Hi everyone! And Happy Passover.
Three weeks ago we finished our BXRL paper, submitted it to RLC, and it's now available as a preprint on arXiv: r.rachum.com/bxrl-pdf
That final week before submission was insane. I was working morning to night to solve all the problems and submit. I have mixed feelings about the paper. It's not as good as I wanted it to be because it's only a problem formulation without a solution. I do think it's well-written and well-argued. I hope that the RLC reviewers will think so too.

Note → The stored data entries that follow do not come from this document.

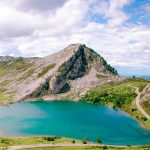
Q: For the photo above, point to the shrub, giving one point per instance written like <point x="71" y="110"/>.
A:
<point x="98" y="140"/>
<point x="84" y="140"/>
<point x="73" y="141"/>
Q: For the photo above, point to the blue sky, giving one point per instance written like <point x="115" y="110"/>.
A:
<point x="119" y="30"/>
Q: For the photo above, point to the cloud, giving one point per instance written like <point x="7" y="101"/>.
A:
<point x="112" y="11"/>
<point x="29" y="29"/>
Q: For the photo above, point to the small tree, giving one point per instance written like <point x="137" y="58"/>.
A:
<point x="73" y="141"/>
<point x="98" y="140"/>
<point x="84" y="140"/>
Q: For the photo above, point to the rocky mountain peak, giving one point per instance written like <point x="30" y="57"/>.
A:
<point x="67" y="74"/>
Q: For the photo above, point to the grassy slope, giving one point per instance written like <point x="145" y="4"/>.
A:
<point x="146" y="106"/>
<point x="85" y="148"/>
<point x="119" y="95"/>
<point x="34" y="140"/>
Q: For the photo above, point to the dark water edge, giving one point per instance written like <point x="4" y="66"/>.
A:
<point x="73" y="120"/>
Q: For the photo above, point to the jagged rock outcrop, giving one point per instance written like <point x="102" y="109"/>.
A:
<point x="67" y="74"/>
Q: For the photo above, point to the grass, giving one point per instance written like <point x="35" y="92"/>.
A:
<point x="18" y="64"/>
<point x="86" y="148"/>
<point x="120" y="95"/>
<point x="146" y="106"/>
<point x="46" y="69"/>
<point x="34" y="140"/>
<point x="27" y="74"/>
<point x="6" y="82"/>
<point x="4" y="95"/>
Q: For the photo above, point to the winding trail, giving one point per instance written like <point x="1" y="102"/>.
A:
<point x="58" y="145"/>
<point x="138" y="98"/>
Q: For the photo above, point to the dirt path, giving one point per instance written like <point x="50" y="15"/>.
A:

I've also open-sourced HighJax at github.com/HumanCompatibleAI/HighJax This is my port of the HighwayEnv driving simulation to JAX. Screenshot of its TUI:

It has its own training framework but it can also be run in the standard way using env, params = highjax.make('highjax-v0'). I hope that RL researchers will use it.
I'm happy that the paper deadline is behind me because it was very stressful.
Now I have to do lots of errands that I've postponed during the two month sprint for the paper. It's very tiring. I'm preparing for my CHAI internship this summer, which means getting a visa, flights, apartment, subletting my Tel Aviv apartment and many other tasks.
The war is still going strong. My family and I are safe, but the flights I bought were cancelled. I hope the war will be over soon and flights will be available again. If they won't, I may have to get out of Israel in creative ways. Many Israelis cross the land borders to Egypt or Jordan, and then fly from there. That's an option, but I heard that the airport staff in these places try to extort travelers for money, and I'd really like to avoid that. A ferry to Cyprus is another option.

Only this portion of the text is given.